Hi all, :D
I am trying to grow summer savoury as it is recommended as a companion plant to beans, however from 2 sowings all I have managed to raise are some pathetic spindly seedlings that are looking totally useless ??? They have been sown in good seed compost & have been in a propagator & then moved to a poly thene green house , any suggestions ??? The seeds came from the organic gardening catalogue and are fresh this year.
Adrian.
i am growing winter savory - same story. it does say to sow them outdoors - and i am wondering if they should really have been sown in something like root trainers or loopaper rolls, to enable them to sink deep roots?

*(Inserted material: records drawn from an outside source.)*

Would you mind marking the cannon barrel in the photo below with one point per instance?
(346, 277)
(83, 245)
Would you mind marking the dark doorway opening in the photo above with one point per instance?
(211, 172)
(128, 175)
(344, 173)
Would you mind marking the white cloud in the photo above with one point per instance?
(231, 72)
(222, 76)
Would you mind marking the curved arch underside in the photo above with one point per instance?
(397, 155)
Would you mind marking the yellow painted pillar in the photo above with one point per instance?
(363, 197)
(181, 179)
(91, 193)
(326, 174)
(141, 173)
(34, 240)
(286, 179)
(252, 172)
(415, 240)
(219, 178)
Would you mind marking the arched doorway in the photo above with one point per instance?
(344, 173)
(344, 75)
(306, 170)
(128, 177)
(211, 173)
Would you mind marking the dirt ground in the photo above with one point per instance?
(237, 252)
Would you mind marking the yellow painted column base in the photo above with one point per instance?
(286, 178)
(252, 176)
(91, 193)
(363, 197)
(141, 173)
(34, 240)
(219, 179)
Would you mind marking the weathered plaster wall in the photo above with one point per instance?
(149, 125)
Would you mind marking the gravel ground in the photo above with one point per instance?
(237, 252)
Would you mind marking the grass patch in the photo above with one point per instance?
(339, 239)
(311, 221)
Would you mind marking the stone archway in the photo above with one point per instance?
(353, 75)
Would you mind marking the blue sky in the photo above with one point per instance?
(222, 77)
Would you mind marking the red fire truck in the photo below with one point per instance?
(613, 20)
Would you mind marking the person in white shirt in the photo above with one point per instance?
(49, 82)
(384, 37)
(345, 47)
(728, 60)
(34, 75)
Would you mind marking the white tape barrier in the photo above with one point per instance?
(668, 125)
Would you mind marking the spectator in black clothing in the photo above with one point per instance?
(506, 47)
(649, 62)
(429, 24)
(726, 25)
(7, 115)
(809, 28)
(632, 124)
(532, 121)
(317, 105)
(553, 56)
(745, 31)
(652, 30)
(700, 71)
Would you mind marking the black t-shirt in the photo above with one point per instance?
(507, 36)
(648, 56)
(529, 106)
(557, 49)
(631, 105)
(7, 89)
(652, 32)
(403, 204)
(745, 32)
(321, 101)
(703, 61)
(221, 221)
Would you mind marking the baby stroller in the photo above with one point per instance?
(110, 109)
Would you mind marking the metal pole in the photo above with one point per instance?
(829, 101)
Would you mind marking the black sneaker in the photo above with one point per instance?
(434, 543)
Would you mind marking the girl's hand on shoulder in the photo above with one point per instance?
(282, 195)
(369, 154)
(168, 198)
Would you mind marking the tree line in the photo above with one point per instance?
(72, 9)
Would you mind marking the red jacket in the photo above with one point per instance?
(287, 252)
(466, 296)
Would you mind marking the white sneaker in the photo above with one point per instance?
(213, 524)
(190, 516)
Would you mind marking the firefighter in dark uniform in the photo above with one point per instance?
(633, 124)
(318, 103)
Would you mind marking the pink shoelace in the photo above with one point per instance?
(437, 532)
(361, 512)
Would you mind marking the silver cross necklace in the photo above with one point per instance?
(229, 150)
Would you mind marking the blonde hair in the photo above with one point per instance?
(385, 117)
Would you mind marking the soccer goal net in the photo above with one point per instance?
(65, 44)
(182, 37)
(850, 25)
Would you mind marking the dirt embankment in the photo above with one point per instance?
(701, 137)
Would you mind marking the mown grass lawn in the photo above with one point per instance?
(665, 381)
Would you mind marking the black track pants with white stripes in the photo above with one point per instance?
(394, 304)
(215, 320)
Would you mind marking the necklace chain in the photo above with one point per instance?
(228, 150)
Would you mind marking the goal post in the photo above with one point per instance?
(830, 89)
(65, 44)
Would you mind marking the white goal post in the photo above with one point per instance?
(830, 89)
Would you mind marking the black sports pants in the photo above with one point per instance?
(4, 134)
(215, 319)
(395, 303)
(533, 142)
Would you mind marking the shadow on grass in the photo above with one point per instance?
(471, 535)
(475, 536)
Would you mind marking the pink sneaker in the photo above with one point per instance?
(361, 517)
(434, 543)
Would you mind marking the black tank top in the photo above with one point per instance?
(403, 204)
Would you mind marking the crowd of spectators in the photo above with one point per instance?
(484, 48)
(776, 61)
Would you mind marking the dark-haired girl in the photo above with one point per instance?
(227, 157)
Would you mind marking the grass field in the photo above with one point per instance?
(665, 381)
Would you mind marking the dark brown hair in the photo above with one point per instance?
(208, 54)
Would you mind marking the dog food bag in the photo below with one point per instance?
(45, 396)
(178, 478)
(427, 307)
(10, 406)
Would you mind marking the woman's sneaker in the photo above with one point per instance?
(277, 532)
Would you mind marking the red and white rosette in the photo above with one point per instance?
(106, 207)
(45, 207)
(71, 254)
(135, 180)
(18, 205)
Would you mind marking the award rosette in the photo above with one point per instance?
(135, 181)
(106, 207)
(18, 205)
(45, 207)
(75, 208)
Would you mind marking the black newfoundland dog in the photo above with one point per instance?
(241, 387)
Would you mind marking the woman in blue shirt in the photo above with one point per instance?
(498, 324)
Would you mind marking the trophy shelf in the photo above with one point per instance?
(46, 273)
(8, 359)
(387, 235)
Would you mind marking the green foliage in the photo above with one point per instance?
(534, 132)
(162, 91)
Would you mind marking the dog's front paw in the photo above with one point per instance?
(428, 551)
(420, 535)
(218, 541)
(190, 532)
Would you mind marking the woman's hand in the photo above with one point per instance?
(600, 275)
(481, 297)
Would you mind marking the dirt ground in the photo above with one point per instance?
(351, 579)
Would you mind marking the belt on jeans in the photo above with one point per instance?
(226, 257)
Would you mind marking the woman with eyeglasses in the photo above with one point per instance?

mine where pr i cked out into modules and are still small. but, they are steadily gorwing. so will pot them into something deeper, and then they can go out next month into their allocated spots.
btw, savory is super! you will not regret growing it, and cooking/eating it with beans.
it's not for nothing that this is called 'the bean herb' in germany :)
good luck to us both
svea
I bought a winter savoury plant last summer. It's looking a bit spindly now.
Svea - can you cook winter savoury with beans too? I know summer one is an annual, but are they the same overwise?
Adrian - maybe more light, less heat?
yes, aqui, the taste is a little stronger on the winter variety. and yes, the winter is perennial rather than annual - hopefully i will on;y have to grow this thing once from seed :roll:
Oh that is good! I keep buying herbs, because I love herb plants, but never know what to do with them!
Have had good results from sowing direct outside (in drills in fine tilth) once the soil was well warmed up (end of mayish). Was slow growing but worth the wait. :)
time to sow again?-Summer Savory is such an under-rated herb-will the so and sos around here buy it?
It sounds like you have done nothing wrong but here the weather has been poor to say the least-everything is 2/3 weks behind.